Re-staking protocol EigenLayer plans to adopt a “shared security” system, a mechanism that allows protocols to participate in the network by leveraging a common pool of ETH stakes.
EigenLayer aims to provide a protocol that allows users to deposit and “re-stake” Ethereum in a variety of liquid staking tokens, allocating those funds to securing third-party networks. The first phase of the project was launched on the Ethereum mainnet in June 2023.
In the future, the team plans to turn the project into a major decentralized application platform and enable other projects to launch by leveraging the so-called shared security.
That version will allow the ETH re-stake amount on EigenLayer (currently over $1.7 billion) to be fed simultaneously to all services developed on the network for a common security mechanism. This makes it economically infeasible for an attacker to disrupt a specific protocol.
“An attacker would need $1 billion in capital to attack one service, and pooling the security together provides some rigidity and strengthens security to some extent,” said Sreeram Kannan, founder of EigenLayer.
This shared security model has been previously introduced by projects like Polkadot, but the mechanisms are significantly different.
While Polkadot is a blockchain ecosystem secured by a relay chain and a native token called DOT, EigenLayer is a block where ETH holders and those holding ETH Liquid Staking Tokens (LST) cannot economically secure their assets by re-staking them.
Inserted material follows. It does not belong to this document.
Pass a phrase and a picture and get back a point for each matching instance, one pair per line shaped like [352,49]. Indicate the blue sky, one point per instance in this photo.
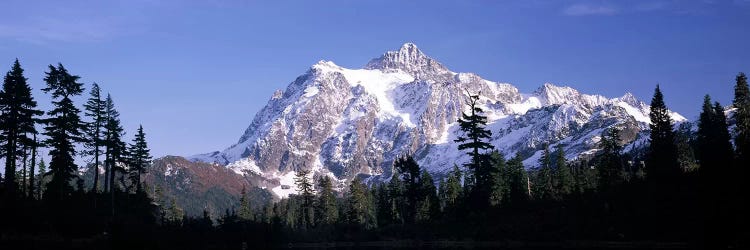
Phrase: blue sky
[195,72]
We help you secure your chain or service. It doesn’t necessarily run on Ethereum.
EigenLayer and re-staking service
EigenLayer may also allow ETH stakers to choose to risk further reductions in ETH to secure Ethereum ecosystem services such as rollups, oracles, data availability platforms, or similar services. In return, these stakers (or restakers) earn revenue from their services.
Projects built on top of the framework can purchase insurance for a portion of their overall network stake, EigenLayer said. This insurance acts as a safety net, ensuring that you will receive a certain amount of funding in the event that the network fails to protect your project. In theory, the payout comes from staked ETH, which can be cut if the stake is removed. EigenLayer calls this “attribution shared security.”
According to EigenLayer, these cuts are minimal and serve the sole purpose of ensuring economic security for protocols built on top of the platform.
EigenLayer’s team, EigenLabs, closed a $50 million Series A funding round led by Blockchain Capital in March 2023. The total value of EigenLayer’s smart contracts recently reached $1.7 billion.